I have restarted the secondary database servers. So far the CPU is much lower than before, but I don’t know if it will stay like that.

It was not the first time that the server was down. If we change our plan to the enterprise plan would that be different?

The enterprise plan is a support plan for self hosting. If you do that you will be more protected from the noisy neighbor problem, which means that other apps or users bring your service down.

In general there are 2 types of hosting solutions for these kind of services: Shared or dedicated hardware. If you compare the squidex pricing to other providers like Contentful or Graph CMS you will see a very big difference. For $489 a month it is possible to provide dedicated Hardware per customer, but not for 19€, 49€ or 99€.

If you think about downtimes there are several reasons, and just us a quick classification I would distinguish between these categories:

  1. External failures:
  • 2022-06-21 Cloudflare was having a major downtime.

=> Usually you can do nothing in this case, because if you are not Amazon or Google you do not have a fallback.

  1. Human Error: When you make a misconfiguration and something goes wrong:
  • 2021-12-12: A new version was deployed with a misconfiguration.
  • 2021-10-29: An update with DNS was causing issues.

=> Something like this happens all the time (see cloudflare) and you can only try your best to avoid this. If you are responsible for your own service, you can at least do something and your boss can blame someone :wink:

  1. Architectural implications and external services: Every architecture has positive and negative implications and the issue today was such a case. If you have performance issues you need the tools to investigate that. I used several tools, but none of them helped me to investigate the root cause of the issue:
  • You can use telemetry data to understand where the performance issue is. It has helped me to identity that the reason is MongoDB.

  • You can use database telemetry data to narrow down the issue. It was very obvious that only the secondary members had the issue.
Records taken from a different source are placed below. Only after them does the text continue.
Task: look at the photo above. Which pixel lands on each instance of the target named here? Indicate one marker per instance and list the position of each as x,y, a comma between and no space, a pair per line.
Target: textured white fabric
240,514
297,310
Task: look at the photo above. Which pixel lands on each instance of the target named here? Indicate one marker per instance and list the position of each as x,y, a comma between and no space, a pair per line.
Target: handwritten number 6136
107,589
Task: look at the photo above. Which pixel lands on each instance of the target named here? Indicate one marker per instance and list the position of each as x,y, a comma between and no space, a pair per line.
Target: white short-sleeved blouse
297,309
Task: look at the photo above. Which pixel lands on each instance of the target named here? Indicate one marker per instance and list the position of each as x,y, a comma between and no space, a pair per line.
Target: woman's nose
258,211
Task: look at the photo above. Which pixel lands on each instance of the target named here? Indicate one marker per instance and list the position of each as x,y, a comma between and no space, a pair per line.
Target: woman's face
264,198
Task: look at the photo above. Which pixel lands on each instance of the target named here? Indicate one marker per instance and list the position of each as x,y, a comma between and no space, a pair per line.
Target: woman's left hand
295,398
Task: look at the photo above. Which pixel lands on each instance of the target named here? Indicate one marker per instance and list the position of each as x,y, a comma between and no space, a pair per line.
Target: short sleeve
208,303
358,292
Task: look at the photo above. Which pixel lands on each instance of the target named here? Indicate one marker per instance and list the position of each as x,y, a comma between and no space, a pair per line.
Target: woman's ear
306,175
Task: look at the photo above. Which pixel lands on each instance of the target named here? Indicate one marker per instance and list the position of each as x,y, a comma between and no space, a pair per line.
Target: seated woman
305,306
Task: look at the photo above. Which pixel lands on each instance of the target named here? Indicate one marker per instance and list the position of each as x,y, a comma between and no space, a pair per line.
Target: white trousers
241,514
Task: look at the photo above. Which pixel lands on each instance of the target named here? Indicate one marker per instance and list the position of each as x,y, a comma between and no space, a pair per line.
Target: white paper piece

  • You can monitor your system and identify queries that have grown in number. I tried to use Google monitoring to identity HTTP calls with an exceptionally high amount of calls. I found a few candidates but none of them was really an obvious problem. Then I used cloudflare to block these calls, which was working, but it did not change anything for the MongoDB performance.

  • I have tried to use MongoDB profiler to analyze slow queries. There are two important values that often help to find a the reason:

    • Is your query executed with an index? This was the case for all slow queries.
    • How many documents have been analyzed for the query? e.g. if you have return 200 documents, but you scan 200.000 documents, than your index is not very good. With a few exceptions this number was very low. Like in the range of 500 documents.

Therefore I could not find the problem yet. It still confused my that the CPU performance is back to normal after a restart. It seems that the database was not able to recover from previous high load.

Thank you for the response! So far I can confirm it is working now.